Administrators at a middle school in central Virginia suspended a sixth-grader last September for one-year after discovering a marijuana leaf and a lighter in his backpack. The sheriff's department became involved as well and filed drug possession charges against the 11-year-old boy.

Months later, prosecutors had to drop the charge. Why? The leaf had thrice been tested for marijuana and come back negative.

The boy, unnamed in this excellent story in The Roanoke Times, returned to school this week. But officials have been loathe to admit that any mistakes were made—they now maintain that since "lookalike" drugs are also prohibited, the boy may still have violated district policy.

His parents, Bruce and Linda Bays, are suing the school and the county for due process abridgement and malicious prosecution. I'll summarize the alleged details:

  • Officials at the school, Bedford Middle School, have changed their story with regard to how the leaf was discovered. They maintained that other students saw the leaf and tipped off the school, though it's not clear whether that happened on the bus, in the bathroom, or in a classroom.
  • The leaf was immediately impounded into evidence: The Bays were never allowed to inspect it for themselves. They believe another student put it in their son's bag to play a prank on him.
  • The Bays' lawsuit claims that a sheriff's deputy swore before a magistrate that the substance was marijuana, even though field testing contradicted that assessment.
  • The boy was supposed to enroll in an alternative education program at a school for troubled youngsters, where he would be searched for drugs twice a day. Instead, he opted to take online classes, but the psychological trauma of the ordeal caused him to quickly fall behind.
  • He was also forced to talk to a psychiatrist about substance abuse problems. He wasn't abusing any substances, but thanks to the school's absurd anti-drug zealotry, he now has lots of real problems. He suffers from depression, worries that his life is over, and is concerned he will never get into college. (Remember: He's 11.)
  • When asked about the appropriateness of their actions—given that the leaf was not actually marijuana—the sheriff's attorney pointed out that it hardly matters: "It's the same punishment and exactly the same result," regardless of whether the drug paraphernalia is real or fake.

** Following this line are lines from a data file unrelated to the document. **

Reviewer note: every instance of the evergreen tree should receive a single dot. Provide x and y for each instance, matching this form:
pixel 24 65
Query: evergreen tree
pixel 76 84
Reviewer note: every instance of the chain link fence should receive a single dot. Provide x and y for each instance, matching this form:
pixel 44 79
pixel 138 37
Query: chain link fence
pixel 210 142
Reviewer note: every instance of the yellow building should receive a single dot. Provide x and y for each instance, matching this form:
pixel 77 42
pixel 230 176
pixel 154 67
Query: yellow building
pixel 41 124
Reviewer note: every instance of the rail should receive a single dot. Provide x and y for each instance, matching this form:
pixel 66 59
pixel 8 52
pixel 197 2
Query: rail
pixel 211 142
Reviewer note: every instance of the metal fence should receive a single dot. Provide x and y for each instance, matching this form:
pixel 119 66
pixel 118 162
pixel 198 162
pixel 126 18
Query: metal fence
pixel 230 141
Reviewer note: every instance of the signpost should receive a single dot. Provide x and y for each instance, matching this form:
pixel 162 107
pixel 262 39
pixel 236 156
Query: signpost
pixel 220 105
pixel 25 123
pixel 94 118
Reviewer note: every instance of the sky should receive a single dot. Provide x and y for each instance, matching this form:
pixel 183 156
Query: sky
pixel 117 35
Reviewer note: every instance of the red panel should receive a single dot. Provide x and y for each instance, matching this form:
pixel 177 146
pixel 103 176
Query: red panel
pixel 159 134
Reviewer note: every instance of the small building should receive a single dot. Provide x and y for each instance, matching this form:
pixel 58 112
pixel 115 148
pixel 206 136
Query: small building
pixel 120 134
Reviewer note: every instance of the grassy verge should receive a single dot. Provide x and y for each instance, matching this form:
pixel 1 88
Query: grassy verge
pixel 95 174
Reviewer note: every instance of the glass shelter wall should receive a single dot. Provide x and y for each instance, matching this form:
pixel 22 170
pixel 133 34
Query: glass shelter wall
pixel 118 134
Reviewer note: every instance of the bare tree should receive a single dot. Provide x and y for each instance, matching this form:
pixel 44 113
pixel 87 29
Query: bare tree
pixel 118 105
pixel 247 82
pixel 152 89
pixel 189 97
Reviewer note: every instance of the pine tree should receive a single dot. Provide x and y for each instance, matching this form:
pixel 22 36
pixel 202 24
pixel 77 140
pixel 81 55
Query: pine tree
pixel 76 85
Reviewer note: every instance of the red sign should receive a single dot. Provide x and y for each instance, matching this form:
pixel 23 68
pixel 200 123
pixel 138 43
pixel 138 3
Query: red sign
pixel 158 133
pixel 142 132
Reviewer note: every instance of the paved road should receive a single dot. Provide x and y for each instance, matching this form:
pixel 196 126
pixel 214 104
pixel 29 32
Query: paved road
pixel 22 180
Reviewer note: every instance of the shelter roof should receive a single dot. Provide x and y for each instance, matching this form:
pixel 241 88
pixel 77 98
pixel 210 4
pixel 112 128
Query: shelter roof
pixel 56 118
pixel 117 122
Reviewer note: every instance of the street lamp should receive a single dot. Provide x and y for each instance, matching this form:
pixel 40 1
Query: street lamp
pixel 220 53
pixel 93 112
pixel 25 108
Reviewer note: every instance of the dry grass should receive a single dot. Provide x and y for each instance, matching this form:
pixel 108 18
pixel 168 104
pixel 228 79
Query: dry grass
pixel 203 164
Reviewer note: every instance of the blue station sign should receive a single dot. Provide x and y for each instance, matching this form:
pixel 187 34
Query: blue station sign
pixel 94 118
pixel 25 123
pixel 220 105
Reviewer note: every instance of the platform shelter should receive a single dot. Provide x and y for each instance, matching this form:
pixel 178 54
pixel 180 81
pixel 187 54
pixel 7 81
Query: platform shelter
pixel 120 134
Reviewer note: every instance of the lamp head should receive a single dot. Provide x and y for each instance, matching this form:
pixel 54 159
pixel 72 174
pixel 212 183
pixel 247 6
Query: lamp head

Allegedly, those are the facts. It could be the case that the Bays' account is biased, but the sheriff's perspective doesn't substantially refute any of their key contentions.

A few things. First, I labelled this an expulsion, even though The Times story used the less harsh word suspension. I despise this practice. A one-year ejection from middle school (with no guarantee of return) is not a slap on the wrist, it's the end of a young person's normal social life as he knows it. Such punishments should be reserved for serious menaces, not perpetrators of trivial slights. Let's call them what they are.

Second, the punishment seems much more severe than the alleged crime, even if the crime had turned out to be real. The boy has probably suffered worse consequences as a result of the expulsion than he would have suffered from consuming a single leaf of marijuana. And no 11-year-old boy should fret about whether he has been rendered ineligible for college.

Third, imagine the time, money, and effort expended by grown adults whose "jobs" apparently require them to work studiously to ruin a little boy's life. Is this a defensible use of public resources?

Fourth, there's nothing mysterious or ambiguous about the quality of justice one receives when the rules bear the label "zero tolerance." It's right there in the name.

I know I would want tolerance—and lots of it—if it were my kids.